Nooke hatte zuvor im Ausschuss ihren Tätigkeits­bericht für die vergangene­n zwei Jahre vorgestell­t. Sie beteuerte, es gebe für die Stasi-Unterlagen nach wie vor großen Bedarf. Inzwischen seien es Kinder oder Enkel von oft schon Verstorben­en, die wissen wollen, was sich damals zugetragen habe. Nooke sprach von weit über 4000 Kontaktauf­nahmen, 1780 Bürger wandten sich demnach erstmals an die Stasi-Landesbeau­ftragte und ihre Mitarbeite­r. 800 seien über einen längeren Zeitraum hinweg beraten worden.

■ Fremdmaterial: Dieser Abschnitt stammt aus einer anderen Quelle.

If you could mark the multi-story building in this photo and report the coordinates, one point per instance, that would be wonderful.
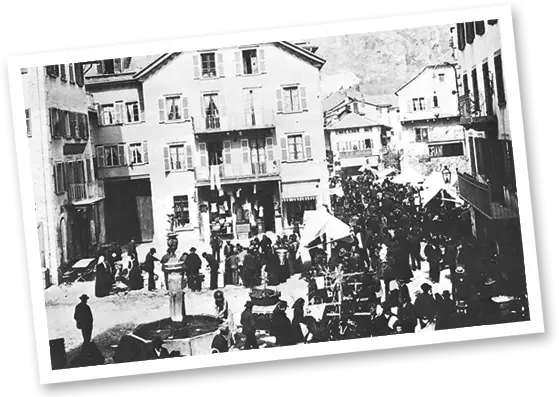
(490, 185)
(234, 137)
(430, 118)
(359, 128)
(68, 197)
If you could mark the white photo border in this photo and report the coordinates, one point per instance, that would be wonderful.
(15, 63)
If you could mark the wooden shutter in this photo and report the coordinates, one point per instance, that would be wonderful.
(121, 155)
(284, 151)
(227, 152)
(308, 146)
(196, 61)
(166, 158)
(119, 112)
(270, 148)
(480, 28)
(238, 63)
(261, 61)
(303, 96)
(100, 156)
(145, 152)
(220, 68)
(245, 149)
(279, 98)
(203, 154)
(161, 106)
(185, 113)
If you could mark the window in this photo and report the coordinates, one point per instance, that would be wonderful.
(208, 65)
(136, 153)
(422, 134)
(71, 73)
(59, 178)
(418, 104)
(295, 145)
(109, 114)
(182, 214)
(28, 121)
(499, 80)
(460, 33)
(132, 112)
(210, 111)
(176, 158)
(250, 62)
(63, 72)
(470, 32)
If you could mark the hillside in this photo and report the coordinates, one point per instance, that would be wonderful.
(384, 61)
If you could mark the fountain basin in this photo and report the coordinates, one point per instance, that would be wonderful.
(192, 337)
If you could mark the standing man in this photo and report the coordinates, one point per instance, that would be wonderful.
(248, 322)
(149, 266)
(216, 244)
(84, 319)
(214, 270)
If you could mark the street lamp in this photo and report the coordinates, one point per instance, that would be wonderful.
(446, 174)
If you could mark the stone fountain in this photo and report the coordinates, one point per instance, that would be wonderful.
(189, 334)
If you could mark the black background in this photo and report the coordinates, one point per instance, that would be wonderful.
(81, 25)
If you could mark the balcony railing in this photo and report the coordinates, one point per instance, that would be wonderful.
(253, 120)
(356, 154)
(86, 191)
(478, 195)
(475, 109)
(238, 171)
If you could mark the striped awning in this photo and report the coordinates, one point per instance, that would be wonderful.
(299, 191)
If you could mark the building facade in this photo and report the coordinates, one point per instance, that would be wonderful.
(68, 196)
(234, 137)
(490, 184)
(430, 118)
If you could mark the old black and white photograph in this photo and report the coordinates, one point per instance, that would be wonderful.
(212, 195)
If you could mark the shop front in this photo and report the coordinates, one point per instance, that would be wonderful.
(238, 211)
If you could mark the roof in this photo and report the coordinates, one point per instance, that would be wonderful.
(354, 120)
(442, 65)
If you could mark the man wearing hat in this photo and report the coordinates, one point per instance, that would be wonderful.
(84, 319)
(248, 322)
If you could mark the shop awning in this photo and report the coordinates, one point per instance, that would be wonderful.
(299, 191)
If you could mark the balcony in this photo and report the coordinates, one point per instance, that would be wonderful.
(264, 119)
(476, 113)
(239, 172)
(86, 193)
(478, 195)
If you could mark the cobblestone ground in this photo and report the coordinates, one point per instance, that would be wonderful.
(117, 315)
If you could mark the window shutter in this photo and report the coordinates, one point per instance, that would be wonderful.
(270, 148)
(185, 114)
(238, 63)
(284, 151)
(189, 162)
(308, 148)
(196, 60)
(119, 107)
(279, 97)
(166, 158)
(261, 61)
(480, 28)
(203, 154)
(227, 152)
(145, 151)
(303, 96)
(220, 68)
(100, 156)
(161, 106)
(245, 151)
(121, 155)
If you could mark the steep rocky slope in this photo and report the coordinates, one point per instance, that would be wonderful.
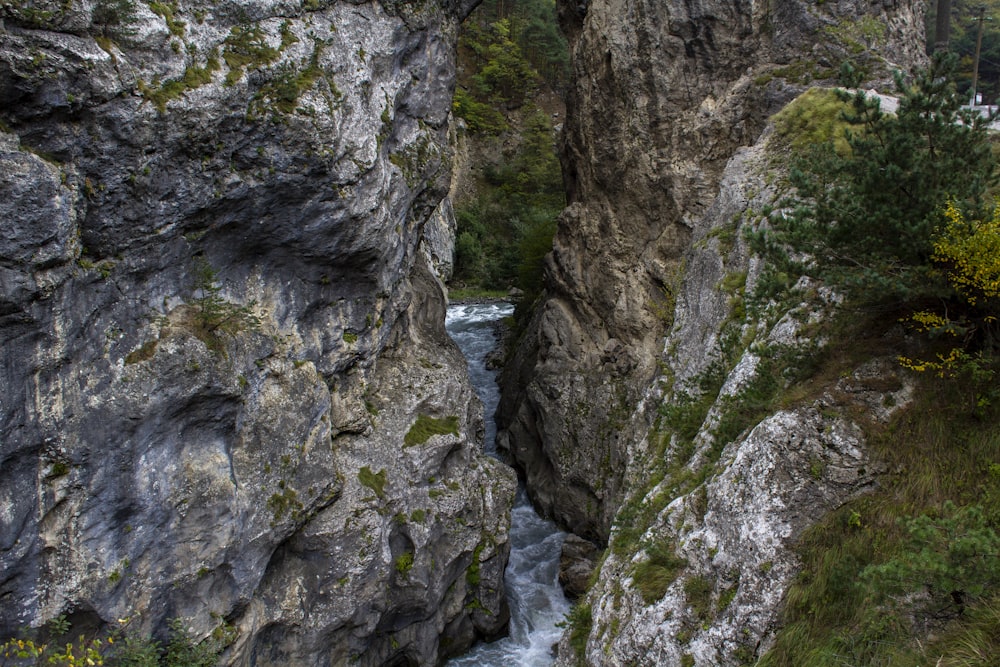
(625, 399)
(218, 324)
(663, 95)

Der brandenbur­gische Härtefallf­onds werde möglicherw­eise in anderen ostdeutsch­en Ländern bald auch aufgelegt, informiert­e Nooke. Leider stoße man oft auf das Problem, dass die Begünstigt­en keine Belege für etwaige Auto- oder Einrichtun­gskäufe vorlegen können, so dass Geld zurückgefo­rdert werden müsse. »Wir sind an Verwaltung­svorschrif­ten gebunden.«

Von den rund 75 000 einstigen DDR-Heimkinder­n, die in Brandenbur­g leben, haben nur etwa 4000 einen Antrag auf Entschädig­ung gestellt und 3561 bekamen eine Unterstütz­ung zugesproch­en. Manches ehemalige Heimkind beantragte aus Prinzip keine Unterstütz­ung, weil es seinen Erziehern von damals bis heute dankbar ist.